Overall rates for target vessel revascularization were greater in diabetic
patients (HR, 1.59; 95% CI, 1.21-2.08; P<.001).
This end point tended to be reduced with eptifibatide treatment in both the
diabetic (HR, 0.90; 95% CI, 0.57-1.41; P = .65) and
nondiabetic (HR, 0.89; 95% CI, 0.66-1.20; P = .43)
The long-term results of ESPRIT show that the 48-hour and 30-day benefits
of eptifibatide in reducing the ischemic complications of PCI with stent implantation
are sustained to at least 1 year. Numerically, there was a slight but measurable
continued separation of the endpoint curves between 30 days and 1 year. These
results affirm the clinical utility of eptifibatide treatment during PCI by
showing a long-term, robust, and clinically meaningful benefit.

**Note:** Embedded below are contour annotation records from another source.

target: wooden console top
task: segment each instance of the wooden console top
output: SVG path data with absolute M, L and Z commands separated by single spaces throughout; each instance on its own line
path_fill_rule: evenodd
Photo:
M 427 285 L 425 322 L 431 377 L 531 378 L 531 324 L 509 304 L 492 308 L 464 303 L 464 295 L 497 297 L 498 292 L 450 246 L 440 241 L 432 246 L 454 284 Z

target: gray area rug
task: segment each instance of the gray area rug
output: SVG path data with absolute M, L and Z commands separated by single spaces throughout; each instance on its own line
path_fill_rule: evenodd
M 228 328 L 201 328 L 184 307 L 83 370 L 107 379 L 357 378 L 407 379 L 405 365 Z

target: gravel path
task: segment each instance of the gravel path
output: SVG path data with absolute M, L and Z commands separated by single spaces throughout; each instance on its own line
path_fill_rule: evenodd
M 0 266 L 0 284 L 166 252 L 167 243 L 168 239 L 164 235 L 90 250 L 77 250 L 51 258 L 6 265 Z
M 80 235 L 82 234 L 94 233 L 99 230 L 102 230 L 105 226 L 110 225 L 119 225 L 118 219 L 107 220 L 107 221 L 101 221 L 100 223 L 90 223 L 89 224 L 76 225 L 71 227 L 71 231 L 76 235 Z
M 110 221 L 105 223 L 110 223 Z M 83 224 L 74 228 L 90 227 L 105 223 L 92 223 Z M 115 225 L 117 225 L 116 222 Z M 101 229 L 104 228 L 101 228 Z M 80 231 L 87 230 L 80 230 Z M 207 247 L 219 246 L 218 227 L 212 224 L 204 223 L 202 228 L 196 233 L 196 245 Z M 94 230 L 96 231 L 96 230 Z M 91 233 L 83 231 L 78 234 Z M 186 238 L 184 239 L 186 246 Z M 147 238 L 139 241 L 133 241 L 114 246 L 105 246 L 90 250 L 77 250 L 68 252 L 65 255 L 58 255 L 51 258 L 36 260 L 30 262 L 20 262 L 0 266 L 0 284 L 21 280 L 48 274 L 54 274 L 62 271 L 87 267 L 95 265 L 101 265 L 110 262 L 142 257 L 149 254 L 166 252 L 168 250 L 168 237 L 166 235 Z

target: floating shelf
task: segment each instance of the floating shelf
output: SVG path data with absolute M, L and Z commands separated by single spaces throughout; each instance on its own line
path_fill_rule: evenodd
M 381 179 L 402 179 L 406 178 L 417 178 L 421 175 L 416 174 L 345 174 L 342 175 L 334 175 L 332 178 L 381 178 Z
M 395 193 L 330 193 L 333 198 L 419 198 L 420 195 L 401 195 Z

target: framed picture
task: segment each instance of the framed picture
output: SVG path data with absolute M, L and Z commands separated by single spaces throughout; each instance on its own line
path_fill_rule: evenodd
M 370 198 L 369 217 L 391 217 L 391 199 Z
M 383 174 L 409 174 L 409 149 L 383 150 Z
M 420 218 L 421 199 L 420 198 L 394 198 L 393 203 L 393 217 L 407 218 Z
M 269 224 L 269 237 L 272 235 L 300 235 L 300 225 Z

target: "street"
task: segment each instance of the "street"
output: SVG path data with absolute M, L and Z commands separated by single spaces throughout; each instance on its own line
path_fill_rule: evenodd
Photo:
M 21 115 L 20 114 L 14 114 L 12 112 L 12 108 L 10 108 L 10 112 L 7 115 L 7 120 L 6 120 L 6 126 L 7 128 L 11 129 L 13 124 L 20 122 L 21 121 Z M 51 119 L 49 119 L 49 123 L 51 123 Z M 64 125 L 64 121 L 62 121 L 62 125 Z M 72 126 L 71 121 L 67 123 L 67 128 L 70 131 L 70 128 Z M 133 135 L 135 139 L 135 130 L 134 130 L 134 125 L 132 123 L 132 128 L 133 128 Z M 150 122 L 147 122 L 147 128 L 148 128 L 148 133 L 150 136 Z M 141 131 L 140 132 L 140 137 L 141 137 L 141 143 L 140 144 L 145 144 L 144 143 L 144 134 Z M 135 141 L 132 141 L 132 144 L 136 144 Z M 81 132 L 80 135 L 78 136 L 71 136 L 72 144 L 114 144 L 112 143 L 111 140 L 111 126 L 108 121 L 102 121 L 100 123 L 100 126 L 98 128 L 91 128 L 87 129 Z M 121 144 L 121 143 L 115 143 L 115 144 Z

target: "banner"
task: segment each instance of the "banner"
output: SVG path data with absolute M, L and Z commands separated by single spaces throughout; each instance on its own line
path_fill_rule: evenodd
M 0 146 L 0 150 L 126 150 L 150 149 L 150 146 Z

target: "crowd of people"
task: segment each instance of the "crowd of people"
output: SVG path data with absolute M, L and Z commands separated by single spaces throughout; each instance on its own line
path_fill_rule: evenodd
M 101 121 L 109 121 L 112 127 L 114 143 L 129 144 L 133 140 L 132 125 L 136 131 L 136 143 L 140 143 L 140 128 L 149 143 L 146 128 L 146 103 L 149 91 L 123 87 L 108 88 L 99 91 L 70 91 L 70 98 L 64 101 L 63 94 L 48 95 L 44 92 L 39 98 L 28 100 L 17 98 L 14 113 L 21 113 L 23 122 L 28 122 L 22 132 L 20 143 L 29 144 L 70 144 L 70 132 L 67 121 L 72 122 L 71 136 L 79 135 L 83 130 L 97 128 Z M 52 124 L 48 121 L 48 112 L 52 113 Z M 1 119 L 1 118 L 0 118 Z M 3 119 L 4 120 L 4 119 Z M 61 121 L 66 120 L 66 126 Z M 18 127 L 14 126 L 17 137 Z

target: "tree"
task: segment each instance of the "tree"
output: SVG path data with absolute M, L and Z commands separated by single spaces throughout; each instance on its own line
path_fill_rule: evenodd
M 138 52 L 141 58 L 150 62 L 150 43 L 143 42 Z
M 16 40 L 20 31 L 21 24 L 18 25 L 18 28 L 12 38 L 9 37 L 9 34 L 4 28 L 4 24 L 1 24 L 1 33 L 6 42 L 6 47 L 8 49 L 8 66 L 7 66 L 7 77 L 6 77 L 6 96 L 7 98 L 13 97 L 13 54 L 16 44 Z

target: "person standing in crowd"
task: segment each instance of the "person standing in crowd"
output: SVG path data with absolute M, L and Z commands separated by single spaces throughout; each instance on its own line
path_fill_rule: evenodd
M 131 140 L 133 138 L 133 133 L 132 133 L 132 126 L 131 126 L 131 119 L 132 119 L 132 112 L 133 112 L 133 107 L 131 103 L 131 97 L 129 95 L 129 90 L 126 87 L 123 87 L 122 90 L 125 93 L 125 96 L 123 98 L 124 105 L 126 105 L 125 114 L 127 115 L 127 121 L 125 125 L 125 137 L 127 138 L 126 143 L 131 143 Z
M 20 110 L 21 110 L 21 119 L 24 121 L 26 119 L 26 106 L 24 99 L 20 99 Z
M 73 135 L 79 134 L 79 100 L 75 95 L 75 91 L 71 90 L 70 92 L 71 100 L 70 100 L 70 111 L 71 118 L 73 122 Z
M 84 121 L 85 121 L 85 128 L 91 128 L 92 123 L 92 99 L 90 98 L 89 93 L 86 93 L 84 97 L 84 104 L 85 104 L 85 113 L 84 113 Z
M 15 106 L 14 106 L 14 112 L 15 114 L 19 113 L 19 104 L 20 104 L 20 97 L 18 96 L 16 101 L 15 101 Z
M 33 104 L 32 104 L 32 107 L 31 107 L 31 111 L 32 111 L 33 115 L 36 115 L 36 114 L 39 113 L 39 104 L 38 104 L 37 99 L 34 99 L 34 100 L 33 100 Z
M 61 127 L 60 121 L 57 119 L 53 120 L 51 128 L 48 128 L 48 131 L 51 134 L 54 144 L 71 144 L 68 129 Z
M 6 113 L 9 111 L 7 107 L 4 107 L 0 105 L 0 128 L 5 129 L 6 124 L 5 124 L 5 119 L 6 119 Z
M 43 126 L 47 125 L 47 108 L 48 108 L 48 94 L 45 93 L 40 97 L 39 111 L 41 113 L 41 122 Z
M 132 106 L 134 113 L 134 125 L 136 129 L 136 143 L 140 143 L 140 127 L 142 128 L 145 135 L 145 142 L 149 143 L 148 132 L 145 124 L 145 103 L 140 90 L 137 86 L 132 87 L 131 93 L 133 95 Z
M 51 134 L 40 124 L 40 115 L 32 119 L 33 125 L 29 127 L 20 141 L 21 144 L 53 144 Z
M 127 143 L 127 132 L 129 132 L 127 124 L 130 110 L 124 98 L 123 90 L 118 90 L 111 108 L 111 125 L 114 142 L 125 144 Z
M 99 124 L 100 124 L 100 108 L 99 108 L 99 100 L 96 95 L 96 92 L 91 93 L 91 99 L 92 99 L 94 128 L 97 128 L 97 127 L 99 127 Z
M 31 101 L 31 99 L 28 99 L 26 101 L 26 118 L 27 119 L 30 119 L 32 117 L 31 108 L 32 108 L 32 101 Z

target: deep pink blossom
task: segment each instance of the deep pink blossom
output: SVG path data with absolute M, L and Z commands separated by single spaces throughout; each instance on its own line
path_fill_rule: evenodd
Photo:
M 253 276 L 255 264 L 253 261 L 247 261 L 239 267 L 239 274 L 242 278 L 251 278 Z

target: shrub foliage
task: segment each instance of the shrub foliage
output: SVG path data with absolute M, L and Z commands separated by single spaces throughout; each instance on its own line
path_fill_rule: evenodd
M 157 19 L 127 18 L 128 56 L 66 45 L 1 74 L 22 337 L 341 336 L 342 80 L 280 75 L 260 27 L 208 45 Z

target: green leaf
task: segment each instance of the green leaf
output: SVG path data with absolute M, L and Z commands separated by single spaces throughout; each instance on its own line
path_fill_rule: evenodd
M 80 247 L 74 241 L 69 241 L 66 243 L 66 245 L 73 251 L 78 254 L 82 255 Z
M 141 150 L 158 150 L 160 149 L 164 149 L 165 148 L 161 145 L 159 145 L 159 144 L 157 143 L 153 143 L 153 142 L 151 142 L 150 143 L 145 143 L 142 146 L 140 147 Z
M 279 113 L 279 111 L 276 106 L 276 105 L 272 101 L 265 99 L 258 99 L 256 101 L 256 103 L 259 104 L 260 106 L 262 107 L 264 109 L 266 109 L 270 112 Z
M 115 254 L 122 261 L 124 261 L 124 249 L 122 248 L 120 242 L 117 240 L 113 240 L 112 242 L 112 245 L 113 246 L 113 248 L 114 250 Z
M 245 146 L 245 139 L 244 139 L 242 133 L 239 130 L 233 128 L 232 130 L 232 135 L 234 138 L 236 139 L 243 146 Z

The mechanism by which a short (<24 hours) infusion of a potent Gp
IIb/IIIa antagonist given at the time of PCI continues to protect against
adverse cardiovascular events to 1 year after that procedure is unclear. The
consistent results observed now between the trials of abciximab, particularly
EPISTENT (Evaluation of Platelet IIb/IIIa Inhibitor for Stenting)11 and the more recent TARGET (Do Tirofiban and ReoPro
Give similar Efficacy Trial),12 suggests that
this is a class effect of platelet Gp IIb/IIIa inhibitors. Because the duration
of direct drug action extends to only 2 days at best, mechanisms of long-term
benefit, such as the indirect inhibition of CD40 ligand by these agents,13 may be relevant.
In ESPRIT, at 12 months, consistent treatment effects were seen between
patients with and without diabetes. Overall, the diabetic patients had higher
rates of target vessel revascularization, consistent with other reports.14,15 The suggestion derived from the EPISTENT
trial, that platelet Gp IIb/IIIa inhibition with abciximab could significantly
affect restenosis in patients with diabetes, does not appear to be borne out
in preliminary analysis from the TARGET trial.16
In TARGET, the rate of target vessel revascularization was higher in patients
with diabetes receiving abciximab than in those treated with the small-molecule
antagonist tirofiban, although these initial data await presentation in a
full-length, peer-reviewed format.16
In summary, these data add to the evidence that long-term outcomes of
PCI can be improved through inhibition of the platelet Gp IIb/IIIa integrin
and support the routine use of Gp IIb/IIIa inhibitor therapy for patients
undergoing PCI. Additional efficacy continues to accrue long after the completion
of the PCI procedure. The strategy of intense inhibition begun just before
PCI and maintained by infusion, especially in the early hours immediately
after PCI, appears be superior to a "watchful waiting" or "bailout" strategy
in which treatment is withheld until an actual complication arises.